KPMG is attempting to prise open the US legal market using an Arizona programme that allows non-lawyers to own law practices, in the hope of selling a variety of routine legal services to corporate America.

A number of countries, including the UK, allow non-lawyers to own and run law firms, but such arrangements are largely blocked in the world’s largest economy. KPMG already offers such services in dozens of countries, including the UK, where non-lawyers are allowed to own and run law practices.

“We have been studying the Arizona structure for years and are excited by the opportunity it presents to us,” Tom Greenaway, a partner in KPMG’s tax division, told the state’s committee on alternative business structures. “The time is right, given the advances we have made with technology and the maturity of the market.”
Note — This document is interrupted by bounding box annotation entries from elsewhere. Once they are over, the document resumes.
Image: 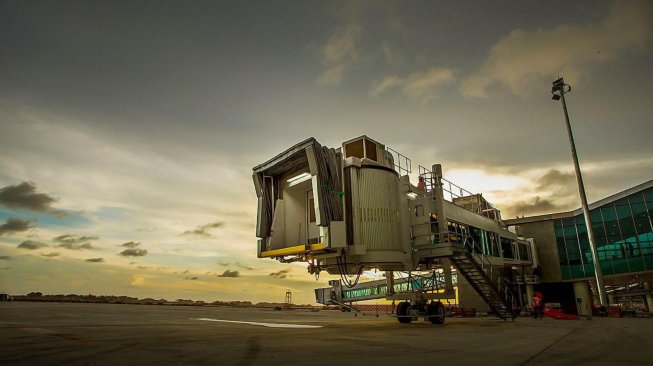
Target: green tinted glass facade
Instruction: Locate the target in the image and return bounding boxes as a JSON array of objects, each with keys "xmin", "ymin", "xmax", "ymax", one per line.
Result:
[{"xmin": 554, "ymin": 188, "xmax": 653, "ymax": 280}]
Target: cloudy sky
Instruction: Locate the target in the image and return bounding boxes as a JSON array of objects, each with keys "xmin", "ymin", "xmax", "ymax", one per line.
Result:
[{"xmin": 0, "ymin": 0, "xmax": 653, "ymax": 302}]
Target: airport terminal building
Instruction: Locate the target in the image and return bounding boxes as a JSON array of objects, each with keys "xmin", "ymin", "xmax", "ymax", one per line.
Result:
[{"xmin": 505, "ymin": 180, "xmax": 653, "ymax": 314}]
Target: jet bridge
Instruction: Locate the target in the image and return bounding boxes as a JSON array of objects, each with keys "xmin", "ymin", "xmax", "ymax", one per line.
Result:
[{"xmin": 253, "ymin": 136, "xmax": 534, "ymax": 324}]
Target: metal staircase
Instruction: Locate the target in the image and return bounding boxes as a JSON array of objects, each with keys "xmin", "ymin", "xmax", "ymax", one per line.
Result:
[{"xmin": 451, "ymin": 237, "xmax": 516, "ymax": 321}]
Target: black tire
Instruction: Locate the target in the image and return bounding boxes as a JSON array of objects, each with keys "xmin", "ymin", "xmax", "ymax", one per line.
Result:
[
  {"xmin": 426, "ymin": 301, "xmax": 445, "ymax": 324},
  {"xmin": 397, "ymin": 301, "xmax": 413, "ymax": 324}
]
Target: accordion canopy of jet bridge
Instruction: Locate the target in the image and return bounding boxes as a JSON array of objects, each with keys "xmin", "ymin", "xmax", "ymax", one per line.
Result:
[{"xmin": 253, "ymin": 137, "xmax": 343, "ymax": 256}]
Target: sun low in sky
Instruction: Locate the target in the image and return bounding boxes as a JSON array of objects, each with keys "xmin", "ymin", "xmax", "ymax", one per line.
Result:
[{"xmin": 0, "ymin": 0, "xmax": 653, "ymax": 303}]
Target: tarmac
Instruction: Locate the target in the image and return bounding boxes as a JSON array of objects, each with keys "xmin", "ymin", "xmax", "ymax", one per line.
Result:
[{"xmin": 0, "ymin": 302, "xmax": 653, "ymax": 366}]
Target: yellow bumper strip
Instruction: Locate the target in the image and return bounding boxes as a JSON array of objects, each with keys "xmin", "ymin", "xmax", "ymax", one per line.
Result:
[{"xmin": 261, "ymin": 243, "xmax": 326, "ymax": 258}]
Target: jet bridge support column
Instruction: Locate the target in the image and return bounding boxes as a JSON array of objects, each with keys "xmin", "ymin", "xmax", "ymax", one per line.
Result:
[
  {"xmin": 385, "ymin": 271, "xmax": 395, "ymax": 295},
  {"xmin": 431, "ymin": 164, "xmax": 448, "ymax": 243}
]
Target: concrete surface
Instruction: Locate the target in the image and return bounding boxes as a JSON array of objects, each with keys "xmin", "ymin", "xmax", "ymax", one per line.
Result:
[{"xmin": 0, "ymin": 302, "xmax": 653, "ymax": 366}]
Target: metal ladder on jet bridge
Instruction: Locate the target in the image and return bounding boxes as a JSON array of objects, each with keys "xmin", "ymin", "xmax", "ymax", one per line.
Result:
[{"xmin": 450, "ymin": 240, "xmax": 515, "ymax": 321}]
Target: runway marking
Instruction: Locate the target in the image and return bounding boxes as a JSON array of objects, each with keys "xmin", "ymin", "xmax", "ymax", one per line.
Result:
[{"xmin": 190, "ymin": 318, "xmax": 322, "ymax": 328}]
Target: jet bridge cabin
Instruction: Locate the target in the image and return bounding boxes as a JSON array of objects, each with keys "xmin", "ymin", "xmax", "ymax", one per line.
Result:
[{"xmin": 253, "ymin": 136, "xmax": 411, "ymax": 274}]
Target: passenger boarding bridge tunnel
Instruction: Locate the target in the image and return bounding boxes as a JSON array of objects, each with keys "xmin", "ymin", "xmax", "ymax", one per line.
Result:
[{"xmin": 253, "ymin": 136, "xmax": 537, "ymax": 323}]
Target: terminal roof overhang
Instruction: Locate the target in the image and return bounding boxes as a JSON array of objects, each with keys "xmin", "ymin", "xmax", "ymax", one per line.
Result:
[{"xmin": 504, "ymin": 180, "xmax": 653, "ymax": 226}]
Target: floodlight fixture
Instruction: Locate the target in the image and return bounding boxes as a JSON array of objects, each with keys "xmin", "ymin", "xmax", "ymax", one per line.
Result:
[{"xmin": 551, "ymin": 78, "xmax": 608, "ymax": 306}]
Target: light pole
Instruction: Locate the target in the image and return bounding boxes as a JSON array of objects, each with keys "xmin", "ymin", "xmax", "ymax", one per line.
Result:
[{"xmin": 551, "ymin": 78, "xmax": 608, "ymax": 306}]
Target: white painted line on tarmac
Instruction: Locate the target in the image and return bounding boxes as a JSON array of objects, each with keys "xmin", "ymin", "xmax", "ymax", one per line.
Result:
[{"xmin": 190, "ymin": 318, "xmax": 322, "ymax": 328}]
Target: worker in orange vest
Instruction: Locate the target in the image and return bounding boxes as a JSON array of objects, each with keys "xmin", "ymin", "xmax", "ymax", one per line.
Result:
[{"xmin": 417, "ymin": 177, "xmax": 426, "ymax": 190}]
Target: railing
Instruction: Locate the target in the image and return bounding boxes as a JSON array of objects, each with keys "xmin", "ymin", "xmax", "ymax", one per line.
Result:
[
  {"xmin": 418, "ymin": 165, "xmax": 501, "ymax": 221},
  {"xmin": 463, "ymin": 235, "xmax": 517, "ymax": 319},
  {"xmin": 385, "ymin": 146, "xmax": 413, "ymax": 176}
]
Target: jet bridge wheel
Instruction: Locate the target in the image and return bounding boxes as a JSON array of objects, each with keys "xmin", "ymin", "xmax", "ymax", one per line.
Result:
[
  {"xmin": 397, "ymin": 301, "xmax": 413, "ymax": 324},
  {"xmin": 426, "ymin": 301, "xmax": 445, "ymax": 324}
]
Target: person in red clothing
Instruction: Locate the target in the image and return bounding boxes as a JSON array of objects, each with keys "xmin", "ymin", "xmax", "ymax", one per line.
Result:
[
  {"xmin": 417, "ymin": 177, "xmax": 426, "ymax": 190},
  {"xmin": 531, "ymin": 292, "xmax": 544, "ymax": 319}
]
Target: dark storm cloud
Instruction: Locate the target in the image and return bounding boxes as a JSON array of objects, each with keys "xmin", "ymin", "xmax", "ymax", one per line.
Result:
[
  {"xmin": 537, "ymin": 169, "xmax": 576, "ymax": 190},
  {"xmin": 506, "ymin": 196, "xmax": 564, "ymax": 216},
  {"xmin": 84, "ymin": 258, "xmax": 104, "ymax": 263},
  {"xmin": 269, "ymin": 268, "xmax": 290, "ymax": 278},
  {"xmin": 121, "ymin": 241, "xmax": 141, "ymax": 249},
  {"xmin": 17, "ymin": 240, "xmax": 48, "ymax": 250},
  {"xmin": 119, "ymin": 248, "xmax": 147, "ymax": 257},
  {"xmin": 217, "ymin": 270, "xmax": 240, "ymax": 278},
  {"xmin": 182, "ymin": 221, "xmax": 224, "ymax": 238},
  {"xmin": 52, "ymin": 234, "xmax": 99, "ymax": 250},
  {"xmin": 0, "ymin": 217, "xmax": 33, "ymax": 235},
  {"xmin": 0, "ymin": 182, "xmax": 57, "ymax": 212}
]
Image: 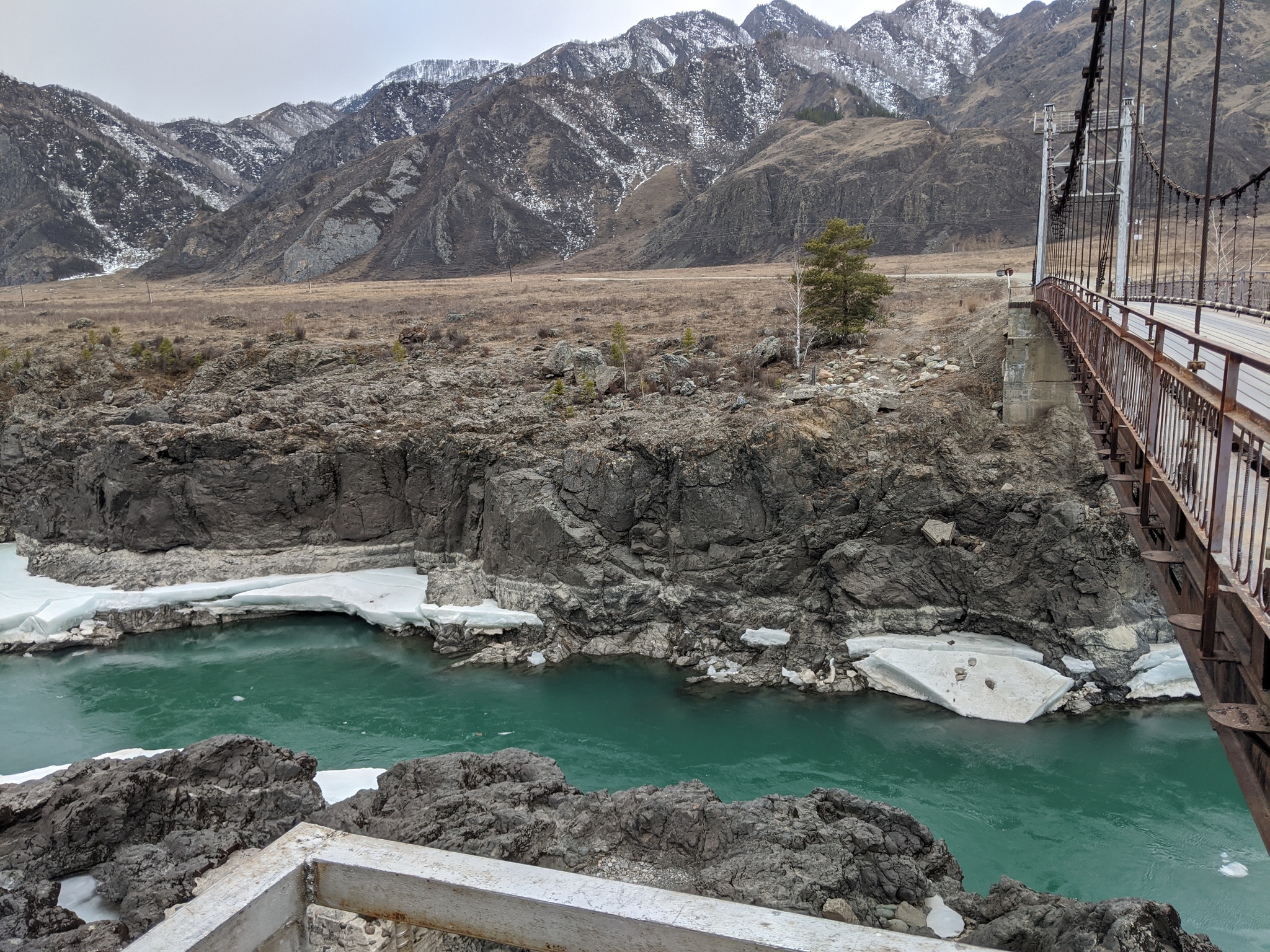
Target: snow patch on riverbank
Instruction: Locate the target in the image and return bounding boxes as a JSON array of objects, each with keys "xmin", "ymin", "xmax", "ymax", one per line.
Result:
[
  {"xmin": 314, "ymin": 767, "xmax": 385, "ymax": 806},
  {"xmin": 0, "ymin": 542, "xmax": 542, "ymax": 643},
  {"xmin": 0, "ymin": 747, "xmax": 171, "ymax": 783},
  {"xmin": 847, "ymin": 631, "xmax": 1076, "ymax": 723}
]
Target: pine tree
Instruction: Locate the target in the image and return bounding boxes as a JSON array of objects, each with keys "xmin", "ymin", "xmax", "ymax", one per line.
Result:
[
  {"xmin": 608, "ymin": 321, "xmax": 631, "ymax": 390},
  {"xmin": 802, "ymin": 218, "xmax": 892, "ymax": 337}
]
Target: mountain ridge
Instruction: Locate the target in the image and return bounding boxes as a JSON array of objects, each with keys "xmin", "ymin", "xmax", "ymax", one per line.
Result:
[{"xmin": 0, "ymin": 0, "xmax": 1270, "ymax": 282}]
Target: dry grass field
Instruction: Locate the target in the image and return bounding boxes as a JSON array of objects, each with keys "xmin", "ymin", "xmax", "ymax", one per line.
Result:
[{"xmin": 0, "ymin": 249, "xmax": 1031, "ymax": 403}]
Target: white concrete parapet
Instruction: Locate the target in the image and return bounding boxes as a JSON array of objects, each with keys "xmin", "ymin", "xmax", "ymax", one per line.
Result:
[{"xmin": 128, "ymin": 824, "xmax": 968, "ymax": 952}]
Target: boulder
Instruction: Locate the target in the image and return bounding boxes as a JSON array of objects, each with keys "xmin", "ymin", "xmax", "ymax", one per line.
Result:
[
  {"xmin": 571, "ymin": 342, "xmax": 606, "ymax": 383},
  {"xmin": 750, "ymin": 337, "xmax": 785, "ymax": 367},
  {"xmin": 662, "ymin": 354, "xmax": 691, "ymax": 374},
  {"xmin": 922, "ymin": 519, "xmax": 956, "ymax": 546},
  {"xmin": 820, "ymin": 899, "xmax": 859, "ymax": 925},
  {"xmin": 594, "ymin": 366, "xmax": 623, "ymax": 394},
  {"xmin": 541, "ymin": 340, "xmax": 573, "ymax": 377}
]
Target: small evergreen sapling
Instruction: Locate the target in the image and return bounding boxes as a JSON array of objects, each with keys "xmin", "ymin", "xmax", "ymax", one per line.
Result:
[{"xmin": 608, "ymin": 321, "xmax": 631, "ymax": 390}]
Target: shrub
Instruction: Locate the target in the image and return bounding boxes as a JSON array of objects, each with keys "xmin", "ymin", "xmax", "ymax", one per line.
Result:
[{"xmin": 542, "ymin": 377, "xmax": 564, "ymax": 406}]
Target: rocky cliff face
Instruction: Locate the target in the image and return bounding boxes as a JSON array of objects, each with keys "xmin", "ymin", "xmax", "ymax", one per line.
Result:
[{"xmin": 0, "ymin": 736, "xmax": 1215, "ymax": 952}]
KPMG says the licence will allow it to compete with law firms in the kinds of routine, or “process-driven”, legal work that can benefit from the use of technology. Such work could include reviewing and harmonising vendor contracts after a merger or acquisition, or managing employment or consumer lending contracts for large businesses.

“Our business is big business,” Greenaway told the ABS committee.

While there are pilot programmes in operation in Utah and pending in Washington, Arizona was the first state to permanently liberalise its legal market in 2021.

KPMG will be licensed as an “alternative business structure” if the state’s supreme court approves the recommendation made by its advisory committee on Tuesday.

Four other small firms also made ABS licence recommendations alongside KPMG on Tuesday, which, if all confirmed, would take the total licences handed out in the state to 108.

Christian Athanasoulas, KPMG’s tax practice leader for services, told the Financial Times that a US law licence would allow the firm to dramatically increase the services it could sell to companies’ in-house legal departments, not just in Arizona but nationally.

“Traditional law firms don’t necessarily have a footprint in all 50 states,” he said. “When they are thinking about ways to serve clients across the entirety of the US, they can use staffing companies or partner with law firms in other states, and we believe that we will be able to do many of those same things.”

Legal services would not be sold to KPMG’s audit clients, the firm said, due to rules protecting the independence of audit work.

Globally, KPMG reports legal fee income as part of its combined “tax and legal services” division, which accounted for $8.7bn of its $38.4bn in revenues in the year to September. It was the fastest-growing division, with fee growth of 10 per cent, year on year.